Oculus VR

At first glance, CES 2016 looks a lot like CES 2015.  Approximately 3,600 exhibitors will announce approximately 20,000 new products.  And while CES 2016 is set to be the largest, most diverse yet — there aren’t too many (if any) groundbreaking, game-changing or revolutionary (choose your hyperbole) new products.  

TVs are a little bigger, a little thinner, a little less or a little more curved, have slightly better screens, slightly better dynamic range, and slightly better color gamuts.  Everything on display has a slightly faster processor, a little more storage, slightly better battery life, a new app, some cloud computing component, is somehow related to IoT, is smart (in some way), and offers slightly better connectivity, etc. 

“New and improved” features do not generate big headlines, so if your innovation metric is new product announcements (defined as, products you’ve never seen before) CES 2016 might look like a gathering of iterators, as opposed to innovators.
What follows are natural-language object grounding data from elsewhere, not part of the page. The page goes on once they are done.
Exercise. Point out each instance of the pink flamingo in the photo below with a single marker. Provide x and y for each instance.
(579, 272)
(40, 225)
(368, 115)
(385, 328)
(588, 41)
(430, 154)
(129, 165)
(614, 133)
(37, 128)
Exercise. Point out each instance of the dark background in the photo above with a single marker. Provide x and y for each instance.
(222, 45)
But this is not the case! The kind of iteration on display at CES 2016 requires an incredible amount of innovation. Each slightly improved feature, each price reduction, each simplification of user experience, each incremental improvement brings us one step closer to a more creative, more productive and more prosperous world.
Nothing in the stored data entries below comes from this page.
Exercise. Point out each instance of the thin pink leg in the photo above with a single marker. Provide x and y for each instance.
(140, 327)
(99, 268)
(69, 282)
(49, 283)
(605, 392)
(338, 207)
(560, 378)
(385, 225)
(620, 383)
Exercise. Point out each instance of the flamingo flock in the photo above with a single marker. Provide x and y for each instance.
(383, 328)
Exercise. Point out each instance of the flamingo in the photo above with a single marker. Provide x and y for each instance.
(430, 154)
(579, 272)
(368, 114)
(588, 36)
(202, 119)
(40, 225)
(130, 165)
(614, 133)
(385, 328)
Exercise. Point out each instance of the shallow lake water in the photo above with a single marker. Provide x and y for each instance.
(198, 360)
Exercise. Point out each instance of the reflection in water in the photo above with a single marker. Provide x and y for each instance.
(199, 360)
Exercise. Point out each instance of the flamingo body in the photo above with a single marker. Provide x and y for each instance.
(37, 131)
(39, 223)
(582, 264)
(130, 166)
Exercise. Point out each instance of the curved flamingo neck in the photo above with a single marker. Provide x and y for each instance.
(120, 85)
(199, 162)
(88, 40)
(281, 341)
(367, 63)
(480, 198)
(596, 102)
The pace of technological change is exponential and accelerating, and the results are hiding in plain sight. I call it “inconspicuous innovation” and it’s the top trend of 2016.  Let’s have a look at some other macro trends that will be on display at CES:

It’s a Mobile World

Smartphones are the number one device for 92 percent of millennials — they are more likely to have a smartphone than a PC.  Over two-thirds of all digital media time is now spent on mobile devices with a staggering  90% of that time being in just a few applications. comScore says we use about fifty percent of our mobile time on a single, favorite app (mostly social media).  Meanwhile, time spent on mobile browsers declined by half.Handheld mobile devices have become our fastest growing entertainment centers, with blistering usage growth of 240 percent in video and gaming content. Mobile devices are now getting as much of our time as television! (Flurry). And Google says mobile searches (which exceed 100 billion per month) have surpassed now desktop searches (Cynopsis). The trend is clear; communication is becoming more mobile everyday.